Sinto dizer, e até surpreender os amigos que me acompanham, mas quase desmaiei de exaustão, cãibras, dores nas pernas; e se tamanha desgraça acontecesse, com certeza não estaria aqui para contar, pois esta rota é muito pouco utilizada (hoje, por exemplo, só esteve por lá o Melchior, da Associação dos Amigos de Peregrinos de Jaca, que foi a trabalho, repintar as setas amarelas de sinalização, aliás, minha sorte, pois é muito fácil se perder...) e, além do mais, como repetiram os serviços de meteorologia, finalmente o tempo mudou por volta das 20 horas, ainda claro, com trovões, raios e chuva...

Com a alegria de respirar, agora vou dormir (ainda com o fuso não adaptado...), preparado para sonhar com o Santo Graal...

Afinal, diz a lenda que ele teria permanecido no Monastério de San Juan de la Penã, de 1071 até 1399, após passar por diversas localidades, como a cova de Yebra de Basa, San Pedro de Siresa, Igreja de San Adrián de Sásabe, San Pedro de la Sede Real de Bailo, Catedral de Jaca...

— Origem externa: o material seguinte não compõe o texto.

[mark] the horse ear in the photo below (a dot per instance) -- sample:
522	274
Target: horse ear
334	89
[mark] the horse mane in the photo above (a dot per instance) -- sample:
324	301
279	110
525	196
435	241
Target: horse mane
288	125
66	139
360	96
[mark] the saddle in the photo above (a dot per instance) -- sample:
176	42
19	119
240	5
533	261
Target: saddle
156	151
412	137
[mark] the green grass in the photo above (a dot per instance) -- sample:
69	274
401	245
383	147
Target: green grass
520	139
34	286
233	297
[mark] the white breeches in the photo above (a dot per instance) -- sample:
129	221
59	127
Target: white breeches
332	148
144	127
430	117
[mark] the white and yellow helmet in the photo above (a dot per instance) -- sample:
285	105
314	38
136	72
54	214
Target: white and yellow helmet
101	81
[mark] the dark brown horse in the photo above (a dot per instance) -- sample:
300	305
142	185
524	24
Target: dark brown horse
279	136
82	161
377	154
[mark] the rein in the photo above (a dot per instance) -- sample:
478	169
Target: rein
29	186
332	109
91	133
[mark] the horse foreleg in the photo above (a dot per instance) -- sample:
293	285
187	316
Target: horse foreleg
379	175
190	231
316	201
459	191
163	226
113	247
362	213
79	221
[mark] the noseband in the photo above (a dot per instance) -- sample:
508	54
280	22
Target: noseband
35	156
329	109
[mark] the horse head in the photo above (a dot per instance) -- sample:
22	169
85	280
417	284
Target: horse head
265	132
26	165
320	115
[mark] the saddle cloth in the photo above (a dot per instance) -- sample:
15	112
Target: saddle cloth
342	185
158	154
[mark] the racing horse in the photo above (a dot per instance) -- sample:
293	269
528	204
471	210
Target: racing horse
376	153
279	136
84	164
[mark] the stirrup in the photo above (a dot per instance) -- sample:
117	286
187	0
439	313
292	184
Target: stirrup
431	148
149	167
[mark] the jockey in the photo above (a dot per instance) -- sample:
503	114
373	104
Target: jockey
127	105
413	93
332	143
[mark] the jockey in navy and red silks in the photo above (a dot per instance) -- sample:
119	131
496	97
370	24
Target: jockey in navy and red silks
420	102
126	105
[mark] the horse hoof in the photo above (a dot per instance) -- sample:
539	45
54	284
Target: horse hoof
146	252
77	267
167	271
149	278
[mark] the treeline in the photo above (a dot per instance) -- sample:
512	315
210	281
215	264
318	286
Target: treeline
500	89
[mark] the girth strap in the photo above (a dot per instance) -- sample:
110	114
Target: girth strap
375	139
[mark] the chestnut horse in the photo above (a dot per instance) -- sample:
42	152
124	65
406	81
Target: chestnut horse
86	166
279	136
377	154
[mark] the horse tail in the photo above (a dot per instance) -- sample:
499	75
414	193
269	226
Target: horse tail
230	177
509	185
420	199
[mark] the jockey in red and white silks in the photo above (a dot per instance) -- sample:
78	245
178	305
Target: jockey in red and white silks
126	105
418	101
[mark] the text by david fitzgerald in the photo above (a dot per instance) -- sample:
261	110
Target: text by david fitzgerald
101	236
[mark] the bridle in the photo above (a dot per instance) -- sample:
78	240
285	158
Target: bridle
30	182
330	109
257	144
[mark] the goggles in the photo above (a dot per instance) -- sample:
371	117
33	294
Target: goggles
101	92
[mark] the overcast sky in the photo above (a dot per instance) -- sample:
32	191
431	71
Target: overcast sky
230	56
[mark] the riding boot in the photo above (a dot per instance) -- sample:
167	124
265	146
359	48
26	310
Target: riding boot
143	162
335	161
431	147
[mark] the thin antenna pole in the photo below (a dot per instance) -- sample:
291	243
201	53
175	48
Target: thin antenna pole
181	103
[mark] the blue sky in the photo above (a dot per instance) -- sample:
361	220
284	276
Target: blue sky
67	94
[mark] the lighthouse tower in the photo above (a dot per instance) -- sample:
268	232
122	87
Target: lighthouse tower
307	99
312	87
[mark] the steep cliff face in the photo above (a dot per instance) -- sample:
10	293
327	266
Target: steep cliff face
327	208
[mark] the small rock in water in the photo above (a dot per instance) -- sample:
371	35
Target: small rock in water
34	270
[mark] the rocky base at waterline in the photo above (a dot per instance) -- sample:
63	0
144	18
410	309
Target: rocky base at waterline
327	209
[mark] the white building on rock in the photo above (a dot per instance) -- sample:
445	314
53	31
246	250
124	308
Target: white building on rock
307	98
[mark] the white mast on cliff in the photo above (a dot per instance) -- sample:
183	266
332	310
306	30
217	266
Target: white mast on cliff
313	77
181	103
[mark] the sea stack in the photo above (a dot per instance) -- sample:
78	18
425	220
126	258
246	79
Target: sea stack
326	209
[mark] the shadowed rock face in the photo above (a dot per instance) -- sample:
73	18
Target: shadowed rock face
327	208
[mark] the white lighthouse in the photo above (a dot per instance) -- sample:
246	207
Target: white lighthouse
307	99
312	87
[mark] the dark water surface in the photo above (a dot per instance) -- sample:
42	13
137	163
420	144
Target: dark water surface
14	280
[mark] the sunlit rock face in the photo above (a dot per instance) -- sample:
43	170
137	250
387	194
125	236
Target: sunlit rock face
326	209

Teria se fixado neste Monastério com o objetivo de atrair os peregrinos que faziam o Caminho Aragonês a Santiago de Compostela, e passavam próximo, no trecho entre Jaca a Arrés. Se estiver correta esta perspectiva, assim se reforça a tradição quanto a escolha de Francisco ao optar pelo Caminho Aragonês em sua peregrinação, em 1214, de Assis a Santiago de Compostela - já que são contundentes os registros de sua passagem por Undués de Lerda e Sangüesa la Vieja...

Em 1399, o Rei Martim I levou o cálice sagrado ao Palácio da Aljafería, em Zaragoza, onde esteve mais de 20 anos, depois de uma breve passagem por Barcelona, e posteriormente foi levado à Catedral de Valência, onde permanece até hoje – tendo recentemente reforçada sua autenticidade...

Pesquisando sobre o Santo Graal, apurei outras referências. Ele aparece num poema que conta a busca do Rei Arthur e seus cavaleiros por um recipiente mágico, um caldeirão, que poderia dar novo sabor a alimentos, vida e vigor as pessoas. A questão é que, quando esta lenda aparece durante a Idade Média, ela passa por um processo de cristianização, e, nesse contexto, é citado como um caldeirão mágico que traria novamente vida e prosperidade, pondo fim a período de miséria. Ele é citado nas Lendas Arturianas como objetivo dos Cavaleiros da Távola Redonda, sendo considerado o único objeto com capacidade para devolver a paz ao Reino de Arthur.

Outra interpretação afirma que ele designa a descendência de Jesus, ligada à Dinastia Merovíngia. Nesta versão, o Santo Graal significaria Sangreal, ou seja, Sangue Real.

Há ainda quem defenda que é a representação do corpo de Maria Madalena, a seguidora de Jesus – ponto de vista popularizado no best seller “O Código da Vinci”, de Dan Brown.